Be cautious when there’s some, be cautious when there’s none, and be cautious when adding more than one.

What do the heck does that mean???

Let’s take these correlation cautions one by one.

**Be cautious when there’s some.** Suppose you did a study and found a correlation between job performance and high school grades. Does this mean that if we simply increase everyone’s high school grades that they will perform better at work??? Clearly not!

Just because two variables are correlated, it does not necessarily mean that one causes the other. It could be an accidental correlation or it could be the indication of a relationship caused by lurking variables or systems. So, if a researcher were to establish a negative correlation between the air temperature and the number of snow boarding accidents, my bet is that the cold air isn’t responsible, but there is a lurking variable, namely more people snow board when it is cold!

**Be cautious when there’s none.** So you are punching data into a statistical package of one kind or another and you find that there is little to no correlation between an input and an output. That means the input doesn’t cause the output, right??? ABSOLUTELY NOT!
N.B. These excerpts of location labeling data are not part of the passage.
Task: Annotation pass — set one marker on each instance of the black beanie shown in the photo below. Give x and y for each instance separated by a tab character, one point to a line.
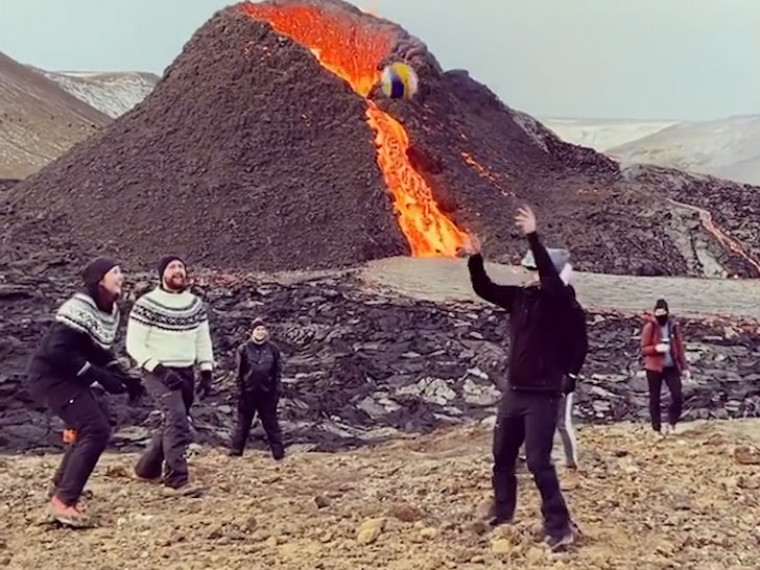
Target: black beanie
164	263
94	272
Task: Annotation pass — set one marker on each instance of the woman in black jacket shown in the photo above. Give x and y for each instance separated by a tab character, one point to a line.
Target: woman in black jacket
259	380
75	355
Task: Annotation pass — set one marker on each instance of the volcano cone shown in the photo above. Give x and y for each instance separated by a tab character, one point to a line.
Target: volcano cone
268	145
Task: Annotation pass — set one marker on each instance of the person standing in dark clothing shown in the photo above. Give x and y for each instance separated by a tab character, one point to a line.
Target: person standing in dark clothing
259	382
530	403
664	361
73	358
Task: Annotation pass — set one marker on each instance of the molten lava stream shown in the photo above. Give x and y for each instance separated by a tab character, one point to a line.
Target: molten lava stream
352	52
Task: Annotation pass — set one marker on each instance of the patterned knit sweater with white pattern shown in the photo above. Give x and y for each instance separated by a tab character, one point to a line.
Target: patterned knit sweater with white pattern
169	329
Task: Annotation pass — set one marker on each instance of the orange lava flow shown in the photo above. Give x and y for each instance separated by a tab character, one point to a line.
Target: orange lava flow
352	52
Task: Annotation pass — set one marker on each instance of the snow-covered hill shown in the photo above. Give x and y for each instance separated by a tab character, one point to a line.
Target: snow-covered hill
111	93
39	121
603	134
727	148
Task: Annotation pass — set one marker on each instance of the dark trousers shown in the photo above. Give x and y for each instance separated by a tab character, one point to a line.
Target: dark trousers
530	417
265	405
167	450
93	432
100	398
672	378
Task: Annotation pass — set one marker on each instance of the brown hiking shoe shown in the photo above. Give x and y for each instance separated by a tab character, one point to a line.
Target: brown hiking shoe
570	479
53	489
67	515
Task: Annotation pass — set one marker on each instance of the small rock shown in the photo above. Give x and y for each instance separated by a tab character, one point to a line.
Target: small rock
746	455
501	546
406	513
370	530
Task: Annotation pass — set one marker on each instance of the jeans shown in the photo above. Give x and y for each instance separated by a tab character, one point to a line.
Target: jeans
93	431
530	417
168	446
672	378
265	405
567	431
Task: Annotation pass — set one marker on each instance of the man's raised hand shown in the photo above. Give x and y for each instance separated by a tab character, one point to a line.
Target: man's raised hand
471	246
526	220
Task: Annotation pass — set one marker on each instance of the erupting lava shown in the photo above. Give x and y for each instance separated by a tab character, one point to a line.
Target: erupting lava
352	53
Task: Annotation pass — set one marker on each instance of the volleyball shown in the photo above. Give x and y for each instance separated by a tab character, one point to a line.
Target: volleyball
399	81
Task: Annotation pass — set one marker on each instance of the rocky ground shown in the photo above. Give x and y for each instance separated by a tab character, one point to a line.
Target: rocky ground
691	501
369	358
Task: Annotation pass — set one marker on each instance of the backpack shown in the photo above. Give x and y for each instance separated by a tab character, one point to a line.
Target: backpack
576	345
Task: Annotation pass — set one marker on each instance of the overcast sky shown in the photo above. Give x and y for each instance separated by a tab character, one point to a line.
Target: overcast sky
644	59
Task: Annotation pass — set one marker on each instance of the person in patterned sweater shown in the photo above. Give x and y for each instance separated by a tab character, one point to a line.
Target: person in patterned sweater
167	335
73	361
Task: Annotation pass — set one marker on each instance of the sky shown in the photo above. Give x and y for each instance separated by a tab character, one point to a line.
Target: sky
617	59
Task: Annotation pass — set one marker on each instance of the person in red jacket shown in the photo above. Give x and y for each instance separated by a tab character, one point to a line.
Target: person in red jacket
664	361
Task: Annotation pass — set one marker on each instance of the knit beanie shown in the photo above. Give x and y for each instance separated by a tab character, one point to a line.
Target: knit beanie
559	257
94	272
164	263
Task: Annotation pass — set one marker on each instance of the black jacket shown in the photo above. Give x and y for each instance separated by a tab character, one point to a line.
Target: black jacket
259	367
80	337
538	322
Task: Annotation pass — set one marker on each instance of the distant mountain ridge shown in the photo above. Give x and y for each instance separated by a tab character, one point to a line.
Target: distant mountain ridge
727	148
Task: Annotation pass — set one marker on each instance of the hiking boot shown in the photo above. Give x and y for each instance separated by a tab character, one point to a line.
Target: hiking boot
53	489
560	543
278	452
570	479
66	514
494	518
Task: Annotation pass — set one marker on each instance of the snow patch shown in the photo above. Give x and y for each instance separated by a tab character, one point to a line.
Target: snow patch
111	93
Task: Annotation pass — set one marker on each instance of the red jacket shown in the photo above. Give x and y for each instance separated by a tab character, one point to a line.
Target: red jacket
651	337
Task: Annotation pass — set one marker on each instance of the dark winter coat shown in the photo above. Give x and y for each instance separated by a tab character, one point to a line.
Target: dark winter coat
259	367
80	338
539	322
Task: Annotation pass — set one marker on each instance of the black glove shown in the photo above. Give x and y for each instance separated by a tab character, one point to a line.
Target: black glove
111	383
169	377
136	391
568	383
204	386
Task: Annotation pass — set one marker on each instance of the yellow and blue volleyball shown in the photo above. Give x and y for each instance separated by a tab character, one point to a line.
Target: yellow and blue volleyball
399	81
If there is a correlation between an input and an output it means that there is a linear relationship between them. Just because there isn’t a linear relationship, it doesn’t mean that there isn’t a relationship. There are many things that have a non-linear relationship such as: the voltage as a function of time relationship for an AC circuit; the relationship between how much kinetic energy a car has and its velocity; or the intensity of a light bulb as a function of distance.
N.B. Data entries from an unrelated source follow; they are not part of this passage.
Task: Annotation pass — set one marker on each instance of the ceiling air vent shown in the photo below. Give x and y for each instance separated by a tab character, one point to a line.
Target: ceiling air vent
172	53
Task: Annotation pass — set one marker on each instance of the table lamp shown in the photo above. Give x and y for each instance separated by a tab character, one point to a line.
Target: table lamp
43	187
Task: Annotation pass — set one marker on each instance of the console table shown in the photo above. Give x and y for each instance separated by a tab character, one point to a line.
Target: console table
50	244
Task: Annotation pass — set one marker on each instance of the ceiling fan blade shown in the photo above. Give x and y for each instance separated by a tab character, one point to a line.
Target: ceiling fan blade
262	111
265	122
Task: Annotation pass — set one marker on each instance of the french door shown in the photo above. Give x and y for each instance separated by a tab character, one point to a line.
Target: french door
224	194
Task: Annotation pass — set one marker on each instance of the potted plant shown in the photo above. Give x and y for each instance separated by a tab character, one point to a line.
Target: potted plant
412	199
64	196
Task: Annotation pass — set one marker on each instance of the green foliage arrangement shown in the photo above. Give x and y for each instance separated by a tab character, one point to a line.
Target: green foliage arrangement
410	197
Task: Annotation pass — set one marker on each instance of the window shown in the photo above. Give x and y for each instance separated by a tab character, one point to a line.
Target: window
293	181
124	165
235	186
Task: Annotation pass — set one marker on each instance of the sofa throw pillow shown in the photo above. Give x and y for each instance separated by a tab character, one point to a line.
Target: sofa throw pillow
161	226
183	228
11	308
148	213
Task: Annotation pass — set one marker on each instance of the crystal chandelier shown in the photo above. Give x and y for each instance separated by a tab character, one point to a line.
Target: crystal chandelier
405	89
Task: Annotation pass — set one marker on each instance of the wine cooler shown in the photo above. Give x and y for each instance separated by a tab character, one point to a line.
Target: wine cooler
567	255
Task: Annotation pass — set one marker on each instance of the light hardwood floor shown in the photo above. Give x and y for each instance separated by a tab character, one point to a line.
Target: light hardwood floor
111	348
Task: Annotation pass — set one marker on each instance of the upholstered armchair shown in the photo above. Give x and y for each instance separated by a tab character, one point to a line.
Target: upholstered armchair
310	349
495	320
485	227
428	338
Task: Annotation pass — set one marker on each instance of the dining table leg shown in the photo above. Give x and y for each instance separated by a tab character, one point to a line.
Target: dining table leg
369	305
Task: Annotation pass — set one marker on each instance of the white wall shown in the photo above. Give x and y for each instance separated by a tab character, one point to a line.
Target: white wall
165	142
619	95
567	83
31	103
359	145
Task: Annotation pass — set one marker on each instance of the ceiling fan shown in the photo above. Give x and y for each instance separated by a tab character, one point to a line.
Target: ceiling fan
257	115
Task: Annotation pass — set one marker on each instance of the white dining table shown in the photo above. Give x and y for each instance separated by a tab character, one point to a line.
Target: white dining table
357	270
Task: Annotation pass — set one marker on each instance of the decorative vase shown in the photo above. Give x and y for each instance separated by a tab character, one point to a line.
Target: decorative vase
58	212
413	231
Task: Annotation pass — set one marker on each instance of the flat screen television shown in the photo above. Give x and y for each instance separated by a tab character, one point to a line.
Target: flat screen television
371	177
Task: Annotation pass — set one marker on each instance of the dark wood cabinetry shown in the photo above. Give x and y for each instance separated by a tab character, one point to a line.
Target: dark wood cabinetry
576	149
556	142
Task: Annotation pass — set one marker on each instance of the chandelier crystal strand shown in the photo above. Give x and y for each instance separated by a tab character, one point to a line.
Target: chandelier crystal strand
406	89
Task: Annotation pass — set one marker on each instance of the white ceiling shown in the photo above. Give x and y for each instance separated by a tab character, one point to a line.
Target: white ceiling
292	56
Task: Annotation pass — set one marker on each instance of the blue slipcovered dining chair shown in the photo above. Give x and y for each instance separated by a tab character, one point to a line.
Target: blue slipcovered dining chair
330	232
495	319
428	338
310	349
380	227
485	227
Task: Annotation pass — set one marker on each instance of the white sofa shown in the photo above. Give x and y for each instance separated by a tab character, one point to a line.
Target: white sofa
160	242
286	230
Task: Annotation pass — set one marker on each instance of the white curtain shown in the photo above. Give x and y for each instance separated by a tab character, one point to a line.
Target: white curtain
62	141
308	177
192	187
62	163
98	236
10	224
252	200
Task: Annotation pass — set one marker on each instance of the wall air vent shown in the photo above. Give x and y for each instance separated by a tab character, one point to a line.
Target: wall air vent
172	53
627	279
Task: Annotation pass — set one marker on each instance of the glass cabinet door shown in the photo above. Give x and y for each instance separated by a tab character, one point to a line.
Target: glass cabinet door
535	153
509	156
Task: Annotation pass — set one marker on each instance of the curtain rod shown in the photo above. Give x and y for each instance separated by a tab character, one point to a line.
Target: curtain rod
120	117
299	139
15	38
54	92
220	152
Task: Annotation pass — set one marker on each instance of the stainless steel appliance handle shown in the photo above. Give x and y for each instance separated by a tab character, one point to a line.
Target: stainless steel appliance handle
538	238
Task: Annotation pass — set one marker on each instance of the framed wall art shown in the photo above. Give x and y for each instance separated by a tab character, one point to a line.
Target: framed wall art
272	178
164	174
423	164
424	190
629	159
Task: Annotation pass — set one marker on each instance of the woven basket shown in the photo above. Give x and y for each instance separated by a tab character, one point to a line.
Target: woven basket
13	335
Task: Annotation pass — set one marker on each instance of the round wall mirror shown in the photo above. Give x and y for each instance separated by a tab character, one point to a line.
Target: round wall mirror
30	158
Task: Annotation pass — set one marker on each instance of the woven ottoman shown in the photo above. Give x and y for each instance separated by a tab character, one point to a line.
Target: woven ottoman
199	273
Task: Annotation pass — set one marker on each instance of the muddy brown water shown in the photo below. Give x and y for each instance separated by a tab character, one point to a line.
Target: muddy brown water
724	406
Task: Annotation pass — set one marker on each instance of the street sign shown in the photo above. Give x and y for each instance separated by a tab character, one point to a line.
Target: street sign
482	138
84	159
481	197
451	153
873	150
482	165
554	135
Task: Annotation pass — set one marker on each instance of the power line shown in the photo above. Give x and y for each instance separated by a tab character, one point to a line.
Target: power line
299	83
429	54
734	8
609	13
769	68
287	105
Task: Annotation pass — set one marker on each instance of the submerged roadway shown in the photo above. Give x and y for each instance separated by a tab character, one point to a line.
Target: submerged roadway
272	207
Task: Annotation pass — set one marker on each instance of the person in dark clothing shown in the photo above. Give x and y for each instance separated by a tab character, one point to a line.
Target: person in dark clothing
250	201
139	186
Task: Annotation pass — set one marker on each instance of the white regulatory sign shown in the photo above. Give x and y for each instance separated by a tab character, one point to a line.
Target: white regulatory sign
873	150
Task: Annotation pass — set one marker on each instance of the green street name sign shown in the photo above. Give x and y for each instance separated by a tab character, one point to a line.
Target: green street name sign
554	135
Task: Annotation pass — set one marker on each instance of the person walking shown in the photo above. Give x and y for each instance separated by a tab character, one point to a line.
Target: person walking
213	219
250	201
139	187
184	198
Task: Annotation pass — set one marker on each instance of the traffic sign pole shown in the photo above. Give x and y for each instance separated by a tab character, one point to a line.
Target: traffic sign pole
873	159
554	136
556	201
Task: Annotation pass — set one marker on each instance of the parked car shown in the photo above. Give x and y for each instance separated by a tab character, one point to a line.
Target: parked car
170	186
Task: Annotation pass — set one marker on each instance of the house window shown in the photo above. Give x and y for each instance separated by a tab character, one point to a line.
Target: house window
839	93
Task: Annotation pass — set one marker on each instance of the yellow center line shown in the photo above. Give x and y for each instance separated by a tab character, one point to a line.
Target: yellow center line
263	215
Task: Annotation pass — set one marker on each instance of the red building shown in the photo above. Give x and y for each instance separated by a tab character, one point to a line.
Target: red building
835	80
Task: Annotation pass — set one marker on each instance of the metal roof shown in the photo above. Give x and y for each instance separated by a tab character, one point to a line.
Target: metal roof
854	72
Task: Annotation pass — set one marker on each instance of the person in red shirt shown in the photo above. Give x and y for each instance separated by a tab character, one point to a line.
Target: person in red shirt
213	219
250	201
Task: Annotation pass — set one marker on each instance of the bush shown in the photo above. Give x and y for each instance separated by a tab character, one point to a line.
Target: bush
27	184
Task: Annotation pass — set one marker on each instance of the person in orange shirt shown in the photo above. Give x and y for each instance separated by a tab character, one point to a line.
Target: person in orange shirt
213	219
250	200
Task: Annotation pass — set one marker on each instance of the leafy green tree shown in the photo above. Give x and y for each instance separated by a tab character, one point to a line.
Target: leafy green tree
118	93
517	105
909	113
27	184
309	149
**Be cautious when adding more than one.** This is known as Simpson’s paradox (no, not Homer Simpson!). Suppose you have a set of data that shows a positive correlation between variable x and variable y. And further suppose you have a second or third dataset that also shows the same positive correlation between variable x and variable y. When you combine all the datasets you can actually end up with a negative correlation between x and y! That is the paradox.

How could this ever happen? Well, one way would be if you combined data from three measurement systems that were uncalibrated.
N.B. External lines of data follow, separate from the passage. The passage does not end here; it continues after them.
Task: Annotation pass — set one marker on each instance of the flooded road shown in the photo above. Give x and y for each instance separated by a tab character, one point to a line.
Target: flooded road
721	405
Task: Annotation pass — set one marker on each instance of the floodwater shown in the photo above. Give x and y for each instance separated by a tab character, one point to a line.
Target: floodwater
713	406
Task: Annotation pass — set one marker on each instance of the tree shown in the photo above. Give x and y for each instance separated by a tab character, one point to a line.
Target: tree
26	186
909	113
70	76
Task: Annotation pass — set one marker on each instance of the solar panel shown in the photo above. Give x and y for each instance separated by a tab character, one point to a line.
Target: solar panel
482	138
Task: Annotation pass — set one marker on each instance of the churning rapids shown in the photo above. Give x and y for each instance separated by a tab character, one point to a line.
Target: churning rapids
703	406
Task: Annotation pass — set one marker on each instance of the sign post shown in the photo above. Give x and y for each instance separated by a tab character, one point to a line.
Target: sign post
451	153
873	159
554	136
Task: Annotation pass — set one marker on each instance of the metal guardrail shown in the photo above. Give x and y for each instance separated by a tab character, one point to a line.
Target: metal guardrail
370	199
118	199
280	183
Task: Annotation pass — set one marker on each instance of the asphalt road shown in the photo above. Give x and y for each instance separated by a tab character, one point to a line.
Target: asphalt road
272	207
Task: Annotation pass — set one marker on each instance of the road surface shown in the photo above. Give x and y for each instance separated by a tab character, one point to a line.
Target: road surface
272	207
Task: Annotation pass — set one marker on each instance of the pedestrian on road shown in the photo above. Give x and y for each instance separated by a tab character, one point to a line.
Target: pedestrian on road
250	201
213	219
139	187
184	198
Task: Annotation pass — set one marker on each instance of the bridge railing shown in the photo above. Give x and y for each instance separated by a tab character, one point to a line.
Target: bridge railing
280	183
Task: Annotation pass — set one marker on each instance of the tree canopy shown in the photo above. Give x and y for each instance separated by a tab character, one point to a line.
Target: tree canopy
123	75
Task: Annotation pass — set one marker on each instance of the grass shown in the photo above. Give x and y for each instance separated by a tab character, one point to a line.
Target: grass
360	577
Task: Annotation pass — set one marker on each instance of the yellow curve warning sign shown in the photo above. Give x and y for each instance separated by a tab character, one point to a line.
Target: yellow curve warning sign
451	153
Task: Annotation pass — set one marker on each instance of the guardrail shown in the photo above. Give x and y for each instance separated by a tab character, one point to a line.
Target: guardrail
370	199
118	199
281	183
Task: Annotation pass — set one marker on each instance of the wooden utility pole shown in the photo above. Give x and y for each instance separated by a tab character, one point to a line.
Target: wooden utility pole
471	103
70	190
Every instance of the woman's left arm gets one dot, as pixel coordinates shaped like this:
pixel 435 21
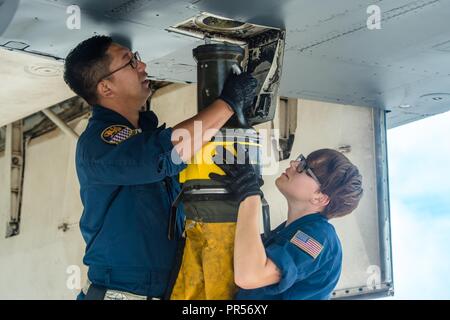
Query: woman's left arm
pixel 252 268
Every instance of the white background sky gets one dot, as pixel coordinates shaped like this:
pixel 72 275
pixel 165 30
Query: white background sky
pixel 419 173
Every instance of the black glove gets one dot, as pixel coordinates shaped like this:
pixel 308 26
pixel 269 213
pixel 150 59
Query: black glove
pixel 239 92
pixel 240 179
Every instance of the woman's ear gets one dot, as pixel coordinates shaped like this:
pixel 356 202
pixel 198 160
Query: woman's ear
pixel 104 89
pixel 320 199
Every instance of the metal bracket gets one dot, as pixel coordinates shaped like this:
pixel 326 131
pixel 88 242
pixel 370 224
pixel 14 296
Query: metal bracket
pixel 14 164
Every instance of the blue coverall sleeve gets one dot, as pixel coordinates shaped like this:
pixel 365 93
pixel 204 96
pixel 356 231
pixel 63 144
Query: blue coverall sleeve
pixel 294 264
pixel 143 158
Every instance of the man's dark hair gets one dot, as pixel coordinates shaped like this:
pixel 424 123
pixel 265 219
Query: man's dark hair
pixel 85 65
pixel 340 180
So the moral of the story is this:

- Correlation does not mean causation.
- Lack of a correlation does not mean lack of a relationship.
- Combining datasets can have a paradoxical result on correlations.

## There are 2 Comments

Well done on your comment!!!

Ok here it is: Correlation is the degree to which there is a linear relationship (linear being the key word) between an input and an output. The degree of the relationship is expressed quantitatively using a correlation coefficient which ranges from a maximum of +1 to a minimum of -1. A correlation coefficient of +1 indicates that there is a perfect positive correlation, that is, a perfect linear relationship between x and y where as x increases, y increases as well. A correlation coefficient of -1 indicates a perfect negative correlation, where as x increases, y decreases. If the correlation coefficient is 0, then no correlation exists and a linear model is a poor way to model the data.

Another way to think about it, is the correlation coefficient is the square root of R^2 (where R^2 is a measure of how well a straight line fits your data) and is positive if the slope of the best fit line is positive, and is negative if the best fit line is negative.

I hope this helps. Thank you for a great blog comment. I will talk to Mark about changing the title of the blog to "Lean Math with humor".